The president of the Susan B. Anthony List has rejected House Minority Leader Nancy Pelosi's description of the effort to defund Planned Parenthood as a “war on women,” saying it is really a fight over whether the U.S. government funds an organization dedicated to population control.

“Primary care is not the mission of Planned Parenthood – to achieve a stable population is the mission of Planned Parenthood,” said SBA List President Marjorie Dannenfelser. She spoke to reporters on an April 8 conference call, as legislators prepared for a government shutdown that will come at midnight on Friday unless several budget questions – including Planned Parenthood funding – are resolved.

“Primary health care for women is something that we should be fighting for,” said Dannenfelser, “and it's something that Planned Parenthood cannot claim the mantle of providing.” She said Rep. Pelosi's remarks only served to promote the an image of Planned Parenthood that the organization's own statistics do not support.

“They have done a great job, with their large budget, of convincing folks that they are a primary health provider for women. However, in their own documents they have acknowledged that they have only provided primary care to 19,700 of their 3 million unduplicated clients.” She said Planned Parenthood's health care numbers have been “trending downward,” while abortion services were “ratcheting up.”

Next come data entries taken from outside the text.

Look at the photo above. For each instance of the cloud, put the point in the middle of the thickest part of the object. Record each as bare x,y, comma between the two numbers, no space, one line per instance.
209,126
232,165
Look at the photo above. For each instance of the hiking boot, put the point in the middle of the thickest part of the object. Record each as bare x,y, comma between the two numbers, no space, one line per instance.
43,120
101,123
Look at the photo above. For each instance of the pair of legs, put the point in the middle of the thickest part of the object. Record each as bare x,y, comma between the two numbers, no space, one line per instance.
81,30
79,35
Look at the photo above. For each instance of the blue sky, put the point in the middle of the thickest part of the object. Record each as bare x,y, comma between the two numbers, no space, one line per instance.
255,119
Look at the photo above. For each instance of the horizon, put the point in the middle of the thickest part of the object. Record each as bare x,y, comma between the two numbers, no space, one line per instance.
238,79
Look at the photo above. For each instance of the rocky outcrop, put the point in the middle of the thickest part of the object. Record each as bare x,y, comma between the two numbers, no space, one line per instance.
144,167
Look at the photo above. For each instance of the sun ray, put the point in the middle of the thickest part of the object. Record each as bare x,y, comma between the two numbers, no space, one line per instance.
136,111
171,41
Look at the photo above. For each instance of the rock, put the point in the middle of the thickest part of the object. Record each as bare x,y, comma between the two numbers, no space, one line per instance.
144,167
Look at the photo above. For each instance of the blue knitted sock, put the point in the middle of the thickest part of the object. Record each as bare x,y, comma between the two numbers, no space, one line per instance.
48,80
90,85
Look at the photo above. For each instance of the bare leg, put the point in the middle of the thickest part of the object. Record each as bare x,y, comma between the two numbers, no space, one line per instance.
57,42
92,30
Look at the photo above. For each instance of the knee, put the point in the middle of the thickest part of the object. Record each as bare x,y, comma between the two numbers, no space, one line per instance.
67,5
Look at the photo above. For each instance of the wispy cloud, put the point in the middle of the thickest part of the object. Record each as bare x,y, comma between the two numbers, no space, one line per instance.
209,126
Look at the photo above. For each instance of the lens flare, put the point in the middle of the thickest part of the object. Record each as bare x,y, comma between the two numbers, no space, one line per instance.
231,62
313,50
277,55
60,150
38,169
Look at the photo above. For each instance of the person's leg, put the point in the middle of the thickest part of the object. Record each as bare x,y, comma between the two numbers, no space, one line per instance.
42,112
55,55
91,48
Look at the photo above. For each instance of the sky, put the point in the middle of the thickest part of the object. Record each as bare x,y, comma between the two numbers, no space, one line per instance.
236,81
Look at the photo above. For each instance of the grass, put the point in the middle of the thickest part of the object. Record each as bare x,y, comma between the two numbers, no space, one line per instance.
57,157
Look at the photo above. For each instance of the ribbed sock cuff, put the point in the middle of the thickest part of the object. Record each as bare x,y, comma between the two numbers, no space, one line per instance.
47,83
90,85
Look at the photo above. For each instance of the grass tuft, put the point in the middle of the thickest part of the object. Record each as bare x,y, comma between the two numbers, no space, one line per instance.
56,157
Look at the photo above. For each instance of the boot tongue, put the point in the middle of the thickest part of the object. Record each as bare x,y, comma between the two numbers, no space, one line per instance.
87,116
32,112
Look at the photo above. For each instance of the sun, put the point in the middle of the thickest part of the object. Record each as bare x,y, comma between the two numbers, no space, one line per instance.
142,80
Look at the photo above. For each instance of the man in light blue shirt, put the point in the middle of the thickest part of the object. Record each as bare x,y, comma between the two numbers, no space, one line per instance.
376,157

During the same period, Dannenfelser noted, Planned Parenthood's funding had been increasing as well, reaching $363 million last year. “Funding is up, abortion is up, and primary services are down.”

Speaking to CNA later that day, Dannenfelser gave her further response to Senator Pelosi's charge, made in an April 7 speech to the Feminist Majority Foundation, that the effort to take away Planned Parenthood's federal money was part of a “war on women” and their health.

Dannenfelser said Pelosi was forced to use such terms in order to gloss over the reality of almost $400 million dollars of funding for a population control organization. She wondered whether the congresswoman would be willing to come out in favor of Planned Parenthood's “own stated mission” of controlling population growth.

“That's not a popular thing to say anymore,” she observed. “What's way more popular is to say 'We care about women's health.'”

“Achieving a stable population is not what they're communicating – these are not the terms they have used in this debate. And yet, that is what their own stated mission is.”

Amid the fight over whether to fund Planned Parenthood in the next federal budget, SBA List has been drawing attention to how the organization uses its resources. SBA List's current advertizing campaign, running on stations in Washington, D.C., features testimony from former Planned Parenthood clinic director Abby Johnson.

Johnson says Planned Parenthood's “bottom line” is driven by an “abortion quota,” because other services are not profitable enough to support its nationwide network of 785 clinics.

“You do have to perform so many abortions on women every month – and that is how they come up with their budget,” Johnson explains in the ad. “Ninety-eight percent of Planned Parenthood's services to pregnant women are abortion services. There is only money for Planned Parenthood in abortion.”

Planned Parenthood is technically barred from using its federal funding directly for abortions. But Congressman Jim Jordan (R--Ohio), who joined Dannenfelser in the April 8 conference, said the breakdown of Planned Parenthood's budget and other numbers clearly show that taxpayers are helping the group meet its “abortion quota.”

“Money is fungible,” said Rep. Jordan, noting out that government funding of Planned Parenthood's other services allowed the organization to concentrate on promoting its most profitable enterprise, abortion.

“It's just common sense. We think that taxpayers understand this, and that they don't want their dollar to be used in this manner – particularly at a point in history when the country's broke.”